Der Autor sieht in dem Programm auch ein Anti-Populismus-Programm: Hilft das Gesetz auch nur ansatzweise dabei, die Rückkehr des unseligen Donald Trump an die Macht zu verhindern, dann hat es gerade für die so exportabhängige Bundesrepublik seinen Zweck schon erfüllt.

Die EU braucht ein eigenes Paket zur Energie- und Industriewende

Die Europäische Union sollte ein eigenes Paket schüren – und mit den Amerikanern zusammenarbeiten, denn „mehr Klimaschutz, mehr ökonomische Unabhängigkeit von China und mehr volkswirtschaftliche Resilienz“ kann nur gemeinsam funktionieren.

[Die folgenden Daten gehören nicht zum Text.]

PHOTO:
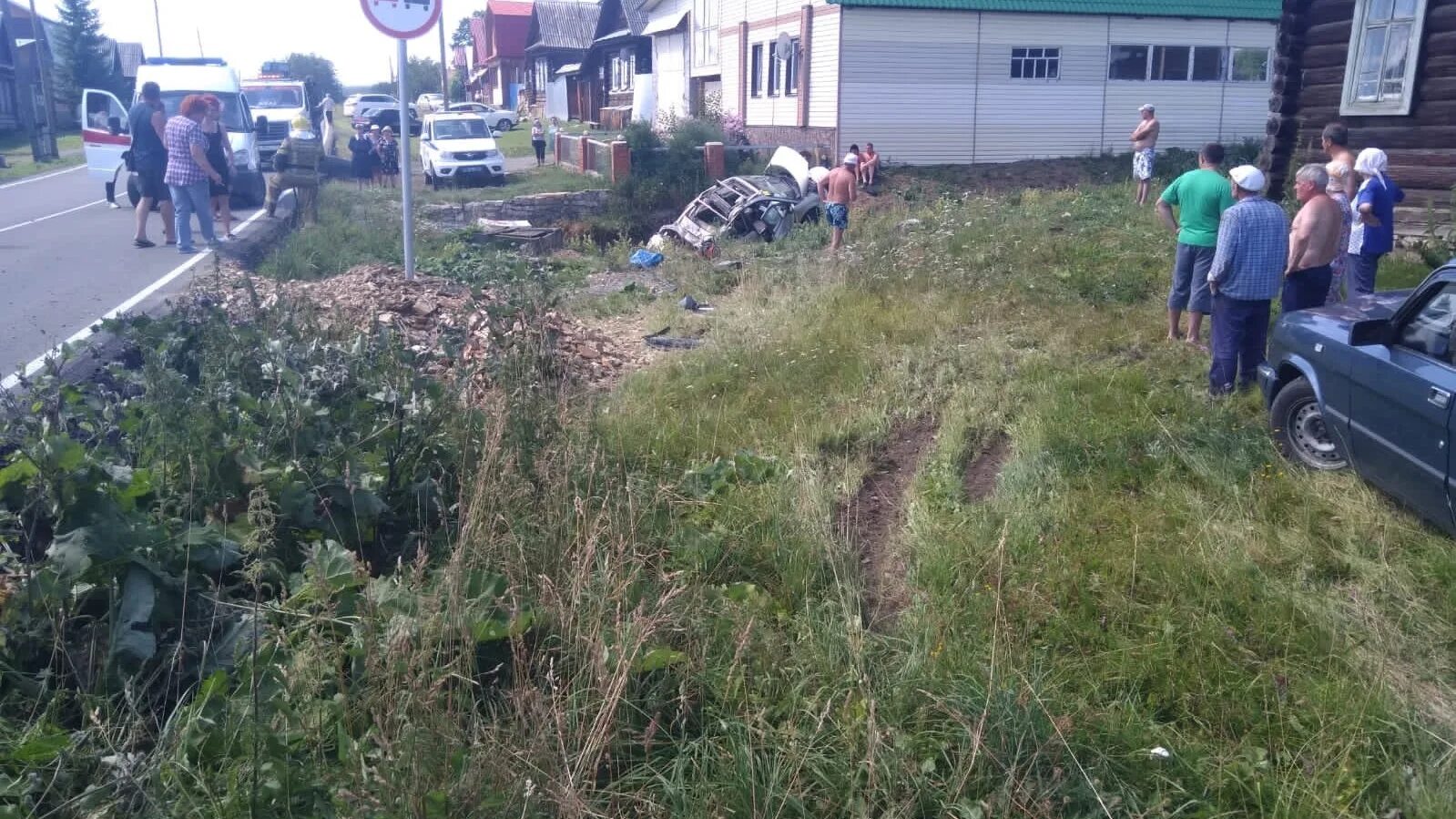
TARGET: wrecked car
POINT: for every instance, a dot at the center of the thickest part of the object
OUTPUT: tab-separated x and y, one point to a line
766	206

Donnerstag, 9. September 2021

Klimakrise: Die Irrlehre von der teuren Ökowende

Susanne Götze räumt in SPIEGEL ONLINE mit einigen Behauptungen zur Klimawandel auf, die auch im Wahlkampf immer wieder kolportiert werden

Belächelte Klimabewegte

Klimaschützer als naiv darzustellen hat Tradition. Vor 20 Jahren wurde prognostiziert, dass durch einen Umstieg auf erneuerbare Energien die Lichter ausgehen würden. Auch heute warnen manche Experten vor Übertreibungen und behaupten, dass der weltweite Wohlstand nur mit Öl, Gast und Kohle zu halten ist. „Oftmals wurde diese Idee noch mit einer Prise Zweifel am menschengemachten Klimawandel garniert – oder zumindest mit einer Anti-Alarmismus-Rhetorik à la »Jetzt mal nicht überreagieren“.

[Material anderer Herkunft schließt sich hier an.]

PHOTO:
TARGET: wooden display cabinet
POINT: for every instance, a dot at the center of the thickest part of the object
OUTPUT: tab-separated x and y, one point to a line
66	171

Horrende Kosten für Umweltschäden

Die Kosten für den Wandel der Wirtschaft sind hoch, Arbeitsplätze werden verloren gehen. Die Autorin fragt aber zurecht: Doch wie viele Katastrophen pro Jahr kann sich der Staat langfristig »leisten«? Für wie viele Hitzesommer können Bauern und Waldbesitzer noch entschädigt werden?
Ein Forscherkonsortium schätzt die Kosten der Umweltschäden für Deutschland zwischen 13 und 19 Prozent des deutschen Bruttoinlandsprodukts. Das sind zwischen 455 Milliarden und 671 Milliarden Euro – jährlich.

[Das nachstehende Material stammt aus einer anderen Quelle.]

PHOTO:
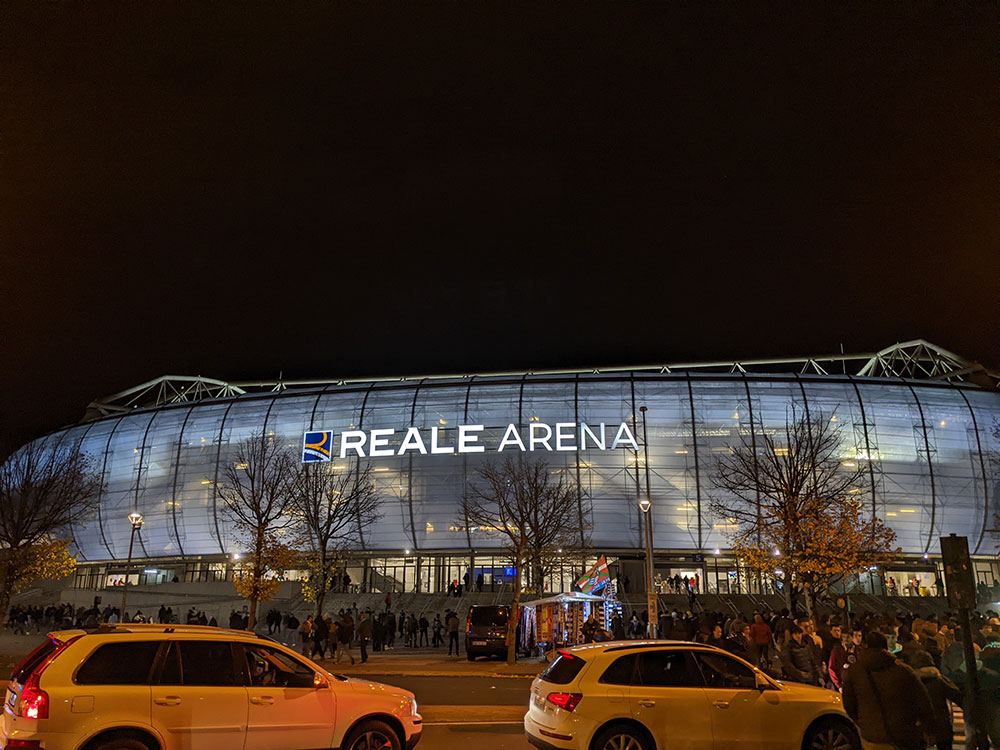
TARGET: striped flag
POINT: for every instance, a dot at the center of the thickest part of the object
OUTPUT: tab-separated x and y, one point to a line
597	577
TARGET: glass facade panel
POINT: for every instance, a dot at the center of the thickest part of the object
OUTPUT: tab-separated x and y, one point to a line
932	474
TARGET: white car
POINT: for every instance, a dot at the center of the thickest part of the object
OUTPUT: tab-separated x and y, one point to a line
650	695
181	687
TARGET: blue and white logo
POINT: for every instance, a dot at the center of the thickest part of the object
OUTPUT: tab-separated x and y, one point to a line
317	446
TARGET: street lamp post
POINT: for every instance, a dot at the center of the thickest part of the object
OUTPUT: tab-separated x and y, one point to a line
134	518
645	504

Das Ende des Wachstums, wie wir es kennen

(Nicht nur) für die Autorin ist klar: Wir müssen umsteuern. Der Markt wird diesen Wandel nicht regeln. Sie kritisiert die Milliardenhilfen für fossile Energien: Der angeblich günstige Kohle- und Atomstrom wird direkt und indirekt mit Steuergeldern gepimpert, die alle Deutschen zahlen müssen (Atomendlager, Subvention Steinkohle). Und auch der Diesel und das Flugkerosin genießen weiterhin Steuervergünstigungen. Gleichzeitig wird der Klimaschutz als zu teuer gebrandmarkt. Ihre Schlussfolgerung: Die Lehre von der teuren »Ökowende« ist eine Irrlehre – gestreut von Klimaschutzbremsern.